At this writing, that looks highly unlikely. The latest polling in must-win Pennsylvania, for example, shows Trump trailing Joe Biden by nine points. That's a landslide. Trump's down ten in Wisconsin, eight in Michigan. And so on.
So spare me the screeching emails in ALL CAPS, OK? Polls were actually quite accurate in 2016. Trump narrowly defeated the odds. It can happen. But he's in far worse shape this time. Furthermore, early voting turnout is very high, with Democrats outnumbering Republicans two to one.
Hence, The Atlantic reports, "Trump's state and national legal teams are already laying the groundwork for post-election maneuvers that would circumvent the results of the vote count in battleground states."
The plan is clear. Because more Democrats than Republicans are choosing mail-in voting during the COVID pandemic, Trump hopes to prevent those ballots from being counted. Assuming he'll have a narrow "swing state" lead on election night, he'll declare victory and start filing lawsuits. "The red mirage," some Democrats call it.
"As a result," Toobin writes, "the aftermath of the 2020 election has the potential to make 2000 look like a mere skirmish." With Trump in the White House urging armed militias to take to the street.
Mail-in votes take a long time to count. Things could definitely get crazy.
True, but filing a lawsuit to halt a Florida recount was one thing. Filing suits against a half dozen states to prevent votes from being counted at all is quite another. Public reaction would be strong. Also, winning such lawsuits requires serious evidence of fraud. Trumpian bluster ain't evidence.

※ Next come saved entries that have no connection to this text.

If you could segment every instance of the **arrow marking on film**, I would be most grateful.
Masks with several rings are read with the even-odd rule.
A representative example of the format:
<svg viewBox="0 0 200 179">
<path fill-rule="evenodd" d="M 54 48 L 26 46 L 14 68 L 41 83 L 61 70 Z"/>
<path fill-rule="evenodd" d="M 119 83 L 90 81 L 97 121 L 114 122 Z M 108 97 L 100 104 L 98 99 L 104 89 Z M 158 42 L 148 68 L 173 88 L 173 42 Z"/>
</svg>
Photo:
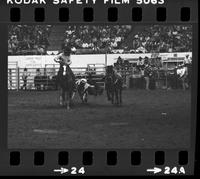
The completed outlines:
<svg viewBox="0 0 200 179">
<path fill-rule="evenodd" d="M 66 169 L 66 168 L 61 168 L 61 169 L 54 169 L 53 170 L 55 173 L 61 173 L 61 174 L 64 174 L 64 173 L 67 173 L 69 170 Z"/>
<path fill-rule="evenodd" d="M 160 168 L 154 167 L 153 169 L 147 169 L 147 172 L 153 172 L 154 174 L 160 173 L 162 170 Z"/>
</svg>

The Atlantic reports that GOP-controlled state legislatures are thinking about sending Trumpist delegations to the Electoral College regardless of the popular vote winner—theoretically constitutional but currently illegal.
Fat chance. If that's the best they've got, they've got nothing.
Anyway, here's the answer: Vote early, and in person*.

[Editor's note: In some states, receiving an absentee ballot means that a voter can no longer vote in person* or may have to surrender the absentee ballot, including the envelope in which it arrived, at their polling place. Please check with your local election authorities.]